= San Juan River Basin Recovery Implementation Program =

The San Juan River Basin Recovery Implementation Program or (SJRIP) is a river management project that was established to recover two endangered fish species in the San Juan River, the Colorado pikeminnow (Ptychocheilus lucius) and the razorback sucker (Xyrauchen texanus), while allowing water development and management activities to continue in the San Juan River Basin.

The program is a partnership between the United States Fish and Wildlife Service, United States Bureau of Reclamation, Bureau of Land Management, Bureau of Indian Affairs, the states of Colorado and New Mexico, the tribal governments of Navajo Nation, Jicarilla Apache, Southern Ute, and Ute Mountain Ute as well as environmental concerns represented by The Nature Conservancy, and water user interests.

==Program elements==

The following are the main program elements identified by the Coordination Committee and Biology Committee, which make up the SJRIP.
- Management and Augmentation of Populations of Colorado Pikeminnow and Razorback Sucker
- Protection, Management, and Augmentation of Habitat
- Management of Nonnative Aquatic Species
- Monitoring and Evaluation of Fish and Habitat in Support of Recovery Actions
- Program Coordination and Assessment of Progress toward Recovery
- Information and Education

==History==
The Program was initiated with the signing of a Cooperative Agreement in 1992 after the rediscovery and documentation of successful spawning by Colorado Pikeminnow and the continued presence of Razorback Sucker in the San Juan River . Adult and young-of-year Colorado Pikeminnow and adult Razorback Sucker were collected during 1987-1989 by biologists gathering detailed fish community data for use in potential Razorback Sucker reintroduction efforts. This discovery resulted in the reinitiation of Section 7 consultation through the Bureau of Reclamation for the Animas–La Plata Project; and subsequently, the Navajo Indian Irrigation Project underwent Section 7 consultation through the Bureau of Indian Affairs.

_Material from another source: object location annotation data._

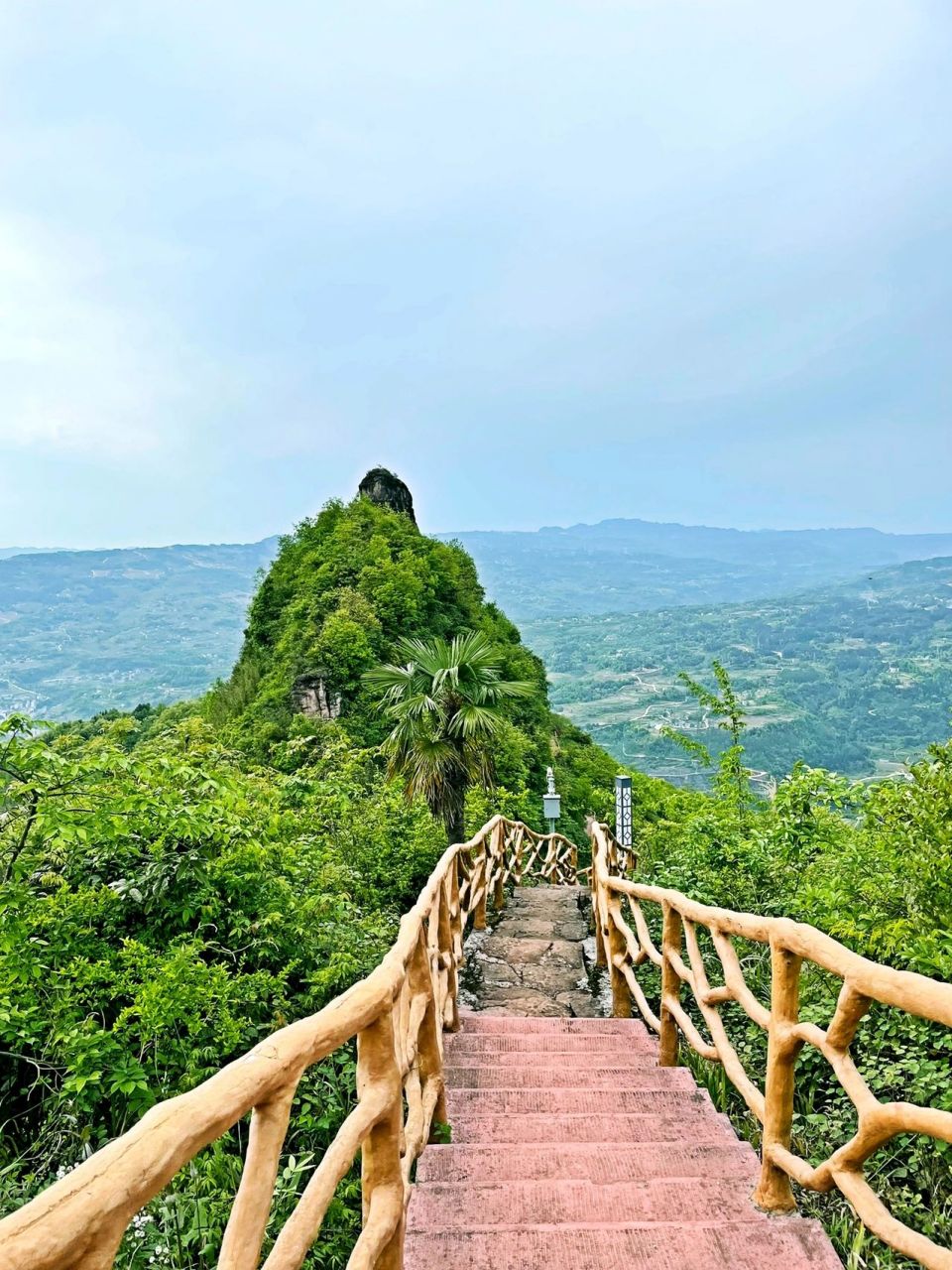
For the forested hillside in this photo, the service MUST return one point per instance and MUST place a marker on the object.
(82, 631)
(178, 883)
(857, 677)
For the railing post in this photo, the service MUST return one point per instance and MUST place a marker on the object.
(671, 942)
(617, 948)
(499, 857)
(481, 875)
(381, 1176)
(774, 1191)
(429, 1055)
(601, 959)
(445, 940)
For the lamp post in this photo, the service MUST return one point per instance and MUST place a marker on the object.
(622, 810)
(551, 802)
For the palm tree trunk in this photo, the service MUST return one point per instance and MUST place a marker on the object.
(454, 813)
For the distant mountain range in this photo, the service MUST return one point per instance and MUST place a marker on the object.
(856, 676)
(82, 631)
(635, 566)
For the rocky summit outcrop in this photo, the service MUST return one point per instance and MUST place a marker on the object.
(386, 489)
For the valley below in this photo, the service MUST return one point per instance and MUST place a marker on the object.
(841, 653)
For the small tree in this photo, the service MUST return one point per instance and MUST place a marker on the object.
(445, 703)
(733, 779)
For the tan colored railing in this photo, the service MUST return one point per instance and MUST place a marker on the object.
(617, 905)
(398, 1015)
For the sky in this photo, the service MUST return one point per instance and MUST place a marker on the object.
(551, 261)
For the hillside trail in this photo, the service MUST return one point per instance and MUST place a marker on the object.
(571, 1148)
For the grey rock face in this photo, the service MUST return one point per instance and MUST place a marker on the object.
(385, 488)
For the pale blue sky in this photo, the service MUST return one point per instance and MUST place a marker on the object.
(549, 259)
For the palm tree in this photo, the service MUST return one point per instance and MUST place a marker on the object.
(444, 701)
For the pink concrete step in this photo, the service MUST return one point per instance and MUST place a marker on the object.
(593, 1161)
(687, 1101)
(517, 1025)
(567, 1060)
(539, 1075)
(779, 1243)
(540, 1043)
(687, 1201)
(610, 1129)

A 7-year research program, conducted during 1991-1997, provided a baseline of information that identified and characterized factors limiting the two endangered species. The research program was incorporated into the Recovery Program when it was formed in 1992. Culmination of the research program in 1997 marked the end of the research phase and the beginning of the implementation and management phase for the Program. In 1991, a Program Document was developed to provide the framework for Program implementation. The original Document was adopted in 1992 by the Cooperative Agreement signatories. The Document was modified by the Coordination Committee (one of two standing committees) in 2006, 2010, and 2012. The Document(s) outlines the Program’s purposes, authorities, structure, and operating procedures including funding and budgeting. The Document(s) details the purposes of the Program’s committees and defines their composition, authorities, and duties. The Document also includes a description of the process for conducting Section 7 consultations and for reviewing sufficient progress. The Section 7 procedures specifically reference implementation of a long-range plan as the principal means for determination of Endangered Species Act compliance for water projects in the Basin. The Program operates through committee processes that identify the actions needed to attain the Program goals, which also include the Biology Committee whose purpose is to maintain scientific integrity. The committees include representatives of the signatories to the Cooperative Agreement (extended in 2006 to September 30, 2023), including state and federal agencies and Native American Tribes. Water development and conservation interests are also participants of the Program.

== Accomplishments ==
Through 20 years of management and assessment of management actions the SJRIP has re-established adult populations of both Colorado Pikeminnow and Razorback Sucker. This has been accomplished through stocking both species from hatchery produced fish. Additionally, assessment of flow and fish populations have been conducted to determine how best to mimic a natural system. Threats to the species' persistence have been reduced through to enhance recovery potential for the endangered fishes. This program is conducted in parallel with the Upper Colorado River Endangered Fish Recovery Program, both which received the United States Department of Interior Cooperative Conservation award in 2008. The partnership between the two programs resulted in the detection of Razorback Sucker movement between basins which was previously thought to not exist. Through both efforts endangered fish recovery may be possible within the Upper Colorado River Basin. This endangered species recovery program is one of the few programs developed as a "Recovery Implementation Program" and is a successful alternative legal approach to endangered species recovery.